I don’t follow the news much, expect for scanning the titles for oddities that make me laugh or shake my head, which is almost the same thing. In the past week I saw that a company in Hong Kong is planning to mass produce humanoid robots to “safely” care for the ailing/elderly in these unprecedented times. If I were an elderly person in a care facility, and a plastic person came into my room to help me, I would run straight to Jesus right then. That isn’t even a little bit funny.

There are some on the Safety First Front who are suggesting that double masking may be better than single masking, unless it makes it too difficult to breathe, in which case you should always choose adequate oxygen as the safer way to live.

There was an article about mulching that I read with interest. Apparently in Washington state you may not legally bury loved ones on your own property. Unless they are composted, that is. Once they are mulch, you may spread them around your shrubbery, but you cannot bury them to compost naturally. Who thinks these things up?

I also noticed that the earth is warming up, probably because the air is cleaner since the pandemic lockdowns. Never mind that this is a not-so-charming about-face from the narrative only a year ago when the earth was warming due to pollution.

On the food front: Kraft made a limited edition pink mac and cheese for Valentine’s Day. You could enter to win some, but I wasn’t really tempted. Also, hot chocolate bombs really are the bomb. We know because we tried them. Messy, not nearly as easy as the tutorials look, but delicious. Probably that would be a great thing for you to try this weekend, and you can pick one of the thousands of tutorials to coach you.

I just read God Knows My Size to my girls for our read-aloud. They are old enough to process hard things, and it brought us face to face again with a God who knows us all personally. When we read the chapter where Sylvia’s family received a box of clothes in exactly the right size for her, I kept choking up as I read. Rita finally marched across the room and set the tissue box beside me.
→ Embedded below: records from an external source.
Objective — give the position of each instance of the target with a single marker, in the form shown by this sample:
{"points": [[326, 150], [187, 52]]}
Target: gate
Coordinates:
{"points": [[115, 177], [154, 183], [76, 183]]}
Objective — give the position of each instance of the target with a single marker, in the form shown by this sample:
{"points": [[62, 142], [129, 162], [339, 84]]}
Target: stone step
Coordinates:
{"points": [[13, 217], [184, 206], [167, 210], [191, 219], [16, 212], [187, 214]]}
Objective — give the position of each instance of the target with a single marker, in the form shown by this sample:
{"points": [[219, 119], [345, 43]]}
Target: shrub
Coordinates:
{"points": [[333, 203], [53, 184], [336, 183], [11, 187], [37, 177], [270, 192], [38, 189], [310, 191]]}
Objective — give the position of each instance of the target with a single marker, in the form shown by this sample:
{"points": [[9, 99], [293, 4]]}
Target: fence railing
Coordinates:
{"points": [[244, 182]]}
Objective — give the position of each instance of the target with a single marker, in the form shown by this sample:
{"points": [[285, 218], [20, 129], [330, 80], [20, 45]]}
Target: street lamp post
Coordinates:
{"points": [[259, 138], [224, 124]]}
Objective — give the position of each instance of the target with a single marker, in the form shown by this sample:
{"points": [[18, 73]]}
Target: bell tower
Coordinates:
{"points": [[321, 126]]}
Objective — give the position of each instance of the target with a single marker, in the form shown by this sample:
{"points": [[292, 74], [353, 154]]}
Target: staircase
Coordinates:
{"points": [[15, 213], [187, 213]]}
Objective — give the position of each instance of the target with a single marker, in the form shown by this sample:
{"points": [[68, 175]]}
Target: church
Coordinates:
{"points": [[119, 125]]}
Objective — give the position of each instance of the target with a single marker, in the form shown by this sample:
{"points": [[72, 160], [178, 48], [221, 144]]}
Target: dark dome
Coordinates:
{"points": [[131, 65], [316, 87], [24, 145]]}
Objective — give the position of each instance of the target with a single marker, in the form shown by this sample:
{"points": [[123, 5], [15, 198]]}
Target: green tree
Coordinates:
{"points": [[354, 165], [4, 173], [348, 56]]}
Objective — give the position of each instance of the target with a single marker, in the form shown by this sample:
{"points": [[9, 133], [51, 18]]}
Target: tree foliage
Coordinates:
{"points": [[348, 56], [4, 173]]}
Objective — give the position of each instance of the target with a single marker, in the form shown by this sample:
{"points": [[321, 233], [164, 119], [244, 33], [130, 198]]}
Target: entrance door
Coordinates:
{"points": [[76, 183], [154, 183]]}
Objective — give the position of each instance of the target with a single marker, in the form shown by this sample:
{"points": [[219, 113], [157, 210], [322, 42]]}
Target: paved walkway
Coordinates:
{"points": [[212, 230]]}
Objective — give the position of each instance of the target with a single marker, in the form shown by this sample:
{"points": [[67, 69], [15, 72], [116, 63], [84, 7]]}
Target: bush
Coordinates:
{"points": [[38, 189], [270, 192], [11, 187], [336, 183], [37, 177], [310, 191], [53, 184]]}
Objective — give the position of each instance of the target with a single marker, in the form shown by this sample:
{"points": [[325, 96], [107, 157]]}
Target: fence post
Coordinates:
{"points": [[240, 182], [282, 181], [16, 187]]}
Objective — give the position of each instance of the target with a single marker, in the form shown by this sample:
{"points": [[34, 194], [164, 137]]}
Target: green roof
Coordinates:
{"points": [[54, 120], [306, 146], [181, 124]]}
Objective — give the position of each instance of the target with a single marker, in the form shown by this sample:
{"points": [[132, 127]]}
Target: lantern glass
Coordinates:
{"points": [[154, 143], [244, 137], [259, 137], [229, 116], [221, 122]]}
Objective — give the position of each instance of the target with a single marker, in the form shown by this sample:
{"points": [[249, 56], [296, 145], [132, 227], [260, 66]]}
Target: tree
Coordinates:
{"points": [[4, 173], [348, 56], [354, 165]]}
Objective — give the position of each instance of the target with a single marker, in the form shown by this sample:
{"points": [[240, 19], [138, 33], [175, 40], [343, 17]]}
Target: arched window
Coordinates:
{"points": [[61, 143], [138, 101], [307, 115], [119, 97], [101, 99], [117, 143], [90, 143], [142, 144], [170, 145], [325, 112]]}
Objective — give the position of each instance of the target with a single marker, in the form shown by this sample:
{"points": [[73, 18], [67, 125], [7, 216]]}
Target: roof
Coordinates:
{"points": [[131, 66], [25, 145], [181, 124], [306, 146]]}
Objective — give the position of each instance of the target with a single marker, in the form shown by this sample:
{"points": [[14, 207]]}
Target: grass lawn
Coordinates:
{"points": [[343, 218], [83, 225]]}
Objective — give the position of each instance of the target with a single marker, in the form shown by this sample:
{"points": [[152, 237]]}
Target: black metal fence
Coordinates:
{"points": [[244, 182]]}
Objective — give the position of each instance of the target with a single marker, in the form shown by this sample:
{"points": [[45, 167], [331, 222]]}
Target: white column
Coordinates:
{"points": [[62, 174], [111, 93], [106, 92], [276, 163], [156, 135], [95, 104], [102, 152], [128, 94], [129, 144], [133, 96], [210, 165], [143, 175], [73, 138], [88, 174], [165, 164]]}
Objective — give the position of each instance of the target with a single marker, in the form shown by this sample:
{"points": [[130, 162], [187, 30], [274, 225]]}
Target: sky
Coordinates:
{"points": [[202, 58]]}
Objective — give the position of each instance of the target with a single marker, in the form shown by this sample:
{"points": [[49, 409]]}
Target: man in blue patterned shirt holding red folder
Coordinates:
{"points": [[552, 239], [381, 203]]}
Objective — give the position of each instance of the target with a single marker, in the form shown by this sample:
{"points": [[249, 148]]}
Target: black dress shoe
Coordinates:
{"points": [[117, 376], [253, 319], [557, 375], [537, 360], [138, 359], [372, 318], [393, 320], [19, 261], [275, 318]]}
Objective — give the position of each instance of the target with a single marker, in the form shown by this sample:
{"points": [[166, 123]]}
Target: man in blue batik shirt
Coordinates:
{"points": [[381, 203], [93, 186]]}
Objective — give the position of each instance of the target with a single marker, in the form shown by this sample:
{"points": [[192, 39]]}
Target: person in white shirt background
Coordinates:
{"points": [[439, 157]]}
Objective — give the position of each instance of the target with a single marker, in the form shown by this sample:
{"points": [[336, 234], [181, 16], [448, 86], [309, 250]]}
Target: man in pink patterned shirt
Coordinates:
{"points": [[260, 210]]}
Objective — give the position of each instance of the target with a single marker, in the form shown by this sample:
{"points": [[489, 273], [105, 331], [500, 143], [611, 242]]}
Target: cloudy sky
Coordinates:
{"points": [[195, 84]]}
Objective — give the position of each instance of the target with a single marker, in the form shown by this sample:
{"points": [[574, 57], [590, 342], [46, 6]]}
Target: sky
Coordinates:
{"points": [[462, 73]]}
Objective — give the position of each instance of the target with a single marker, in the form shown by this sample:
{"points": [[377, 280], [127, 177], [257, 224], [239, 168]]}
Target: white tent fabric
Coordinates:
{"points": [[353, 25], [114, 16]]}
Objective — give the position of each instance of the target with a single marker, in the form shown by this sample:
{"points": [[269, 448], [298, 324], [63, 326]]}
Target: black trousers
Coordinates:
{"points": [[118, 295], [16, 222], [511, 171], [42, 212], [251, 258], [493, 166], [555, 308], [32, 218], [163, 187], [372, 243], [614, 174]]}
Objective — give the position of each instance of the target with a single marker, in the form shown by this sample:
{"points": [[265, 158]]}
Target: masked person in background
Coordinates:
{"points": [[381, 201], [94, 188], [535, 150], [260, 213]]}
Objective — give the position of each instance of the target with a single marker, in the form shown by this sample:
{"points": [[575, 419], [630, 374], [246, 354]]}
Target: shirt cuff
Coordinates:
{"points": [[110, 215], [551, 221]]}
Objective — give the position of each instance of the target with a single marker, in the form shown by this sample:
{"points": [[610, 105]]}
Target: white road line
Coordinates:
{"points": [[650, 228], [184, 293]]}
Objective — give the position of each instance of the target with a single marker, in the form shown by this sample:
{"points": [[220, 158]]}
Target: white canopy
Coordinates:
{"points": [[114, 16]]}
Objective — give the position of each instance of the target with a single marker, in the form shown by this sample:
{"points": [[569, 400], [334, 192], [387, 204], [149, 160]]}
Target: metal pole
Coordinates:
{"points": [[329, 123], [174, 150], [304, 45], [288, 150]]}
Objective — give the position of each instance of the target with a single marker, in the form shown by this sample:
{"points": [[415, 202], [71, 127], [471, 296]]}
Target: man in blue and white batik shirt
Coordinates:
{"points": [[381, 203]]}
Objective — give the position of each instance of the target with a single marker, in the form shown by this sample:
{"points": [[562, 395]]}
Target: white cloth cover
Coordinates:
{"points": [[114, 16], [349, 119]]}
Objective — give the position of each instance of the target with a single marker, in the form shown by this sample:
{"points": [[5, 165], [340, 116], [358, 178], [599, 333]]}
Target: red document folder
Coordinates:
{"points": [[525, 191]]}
I bought a fat notebook full of writing prompts to boot me in the rear this year. It is a sort of memoir, and it makes me squirm a little with the preoccupation that is All About Me. Still, it is a good way to bring up reams of stories from my not-so-long life. It’s funny how random things come to the surface and suddenly connect to other random things, as if Someone was in charge.

In fact, that is where I am staking it all. Pandemic, fallen humanity, robots and all that mess cannot separate us from the LOVE that is holding all things together.

3 thoughts on “What I Didn’t Do Today

  1. Loved this one!And I could get caught up with the latest in the news tidbits that are depressing through no fault of yours since we also need to stay somewhat updated!
    Lets hope we can soon fly to Jesus!